Class Mp3HeaderScanner

java.lang.Object
com.tino1b2be.dtmf.io.mp3.internal.Mp3HeaderScanner

public final class Mp3HeaderScanner extends Object
MPEG audio header detection helper for com.tino1b2be.dtmf.io.mp3.Mp3AudioSourceProvider.

Decides, in two steps and without decoding a single audio frame, whether the bytes flowing through a given InputStream plausibly belong to an MPEG Layer III stream — i.e. whether the provider should claim them in the SPI scoring round conducted by AudioSources:

  1. Skip any leading ID3v2 tag. An MP3 on disk is almost always preceded by an ID3v2 tag that carries the track title, artist, and so on. The tag sits before the first audio frame and is trivial to identify: its first three bytes are the ASCII sequence "ID3". The spec (ID3.org's id3v2.4.0-structure) lays the ten-byte tag header out as
    bytes 0..2: "ID3"
    byte 3 : major version
    byte 4 : revision
    byte 5 : flags (bit 4 = footer present)
    bytes 6..9: synchsafe tag size
    the "synchsafe integer" being the unusual part: each of the four bytes holds a clear top bit and only seven value bits, so size = (b6 << 21) | (b7 << 14) | (b8 << 7) | b9. A tag optionally repeats its ten-byte header as a trailing footer when bit 4 of the flags byte is set, so the total number of bytes to skip before audio starts is 10 (header) + size + (10 if footer else 0). Anything other than "ID3" in the first three bytes means no tag is present; those three bytes stay at the head of the scan and the scanner just starts looking for a sync word immediately.
  2. Scan up to maxBytes for an MPEG sync word. Every MPEG audio frame starts with an eleven-bit sync pattern of all ones — 0xFFE — laid out across the first two bytes of the four-byte frame header as 0xFF followed by a byte whose top three bits are 111. Finding prev == 0xFF && (cur & 0xE0) == 0xE0 is therefore necessary for MPEG but not sufficient: the second byte also carries the two-bit versionField at bits 4..3 and the two-bit layerField at bits 2..1, and only the combination versionField != 01 (00 = MPEG-2.5, 10 = MPEG-2, 11 = MPEG-1; 01 is reserved) with layerField == 01 (Layer III; 00 = reserved, 10 = Layer II, 11 = Layer I) indicates the content this provider can actually decode. Any other combination is either a spurious 0xFF byte inside an ID3v1 trailer, an unsupported layer, or a reserved field, and the scan keeps moving. The loop returns true on the first combination that does pass both checks and false if it walks maxBytes past the tag without finding one.
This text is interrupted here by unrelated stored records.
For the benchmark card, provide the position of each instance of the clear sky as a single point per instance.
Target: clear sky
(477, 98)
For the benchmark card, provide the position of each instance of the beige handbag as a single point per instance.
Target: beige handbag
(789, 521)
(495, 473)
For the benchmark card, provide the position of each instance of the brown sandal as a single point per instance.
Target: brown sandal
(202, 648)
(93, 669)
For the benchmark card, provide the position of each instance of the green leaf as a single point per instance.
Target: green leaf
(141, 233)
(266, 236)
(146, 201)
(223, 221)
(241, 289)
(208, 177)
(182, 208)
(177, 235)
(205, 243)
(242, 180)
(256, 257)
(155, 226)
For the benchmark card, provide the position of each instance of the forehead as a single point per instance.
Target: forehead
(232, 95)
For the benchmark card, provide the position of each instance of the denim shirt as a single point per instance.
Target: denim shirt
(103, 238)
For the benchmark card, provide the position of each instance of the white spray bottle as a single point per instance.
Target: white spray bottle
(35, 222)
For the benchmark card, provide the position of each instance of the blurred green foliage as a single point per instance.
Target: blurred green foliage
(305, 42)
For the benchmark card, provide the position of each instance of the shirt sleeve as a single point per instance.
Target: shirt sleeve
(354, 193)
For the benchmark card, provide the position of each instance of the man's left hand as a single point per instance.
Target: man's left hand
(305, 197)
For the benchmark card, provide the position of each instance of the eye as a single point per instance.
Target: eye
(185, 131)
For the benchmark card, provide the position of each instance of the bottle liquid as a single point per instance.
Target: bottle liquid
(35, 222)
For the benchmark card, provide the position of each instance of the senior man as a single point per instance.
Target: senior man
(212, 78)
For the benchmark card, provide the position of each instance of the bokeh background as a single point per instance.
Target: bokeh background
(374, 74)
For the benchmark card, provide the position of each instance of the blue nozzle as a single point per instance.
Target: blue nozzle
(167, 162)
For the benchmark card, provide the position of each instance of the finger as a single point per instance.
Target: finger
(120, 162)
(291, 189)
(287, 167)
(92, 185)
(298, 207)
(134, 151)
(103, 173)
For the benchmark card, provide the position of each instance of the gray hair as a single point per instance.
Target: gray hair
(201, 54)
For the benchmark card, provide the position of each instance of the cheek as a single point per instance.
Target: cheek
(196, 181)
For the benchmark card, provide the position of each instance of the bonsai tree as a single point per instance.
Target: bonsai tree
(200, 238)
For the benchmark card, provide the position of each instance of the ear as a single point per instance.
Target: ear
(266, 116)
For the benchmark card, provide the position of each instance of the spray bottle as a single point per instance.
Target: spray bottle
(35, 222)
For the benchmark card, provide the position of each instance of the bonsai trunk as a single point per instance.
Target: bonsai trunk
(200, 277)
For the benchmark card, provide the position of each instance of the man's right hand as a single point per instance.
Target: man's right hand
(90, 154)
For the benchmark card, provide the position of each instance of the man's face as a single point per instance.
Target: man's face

Why content-based detection, not extension-based? AudioSources picks a provider by asking each one to score the raw bytes, not the file name (see Requirements 4.4, 4.5, 5.6). A .mp3 file with a corrupted header must score low so the caller gets an UnsupportedAudioFormatException rather than a confusing decoder failure; a stream of MPEG Layer III bytes with no .mp3 extension (a URL ending in /audio, say) must still score high. This scanner is the mechanism that makes both happen.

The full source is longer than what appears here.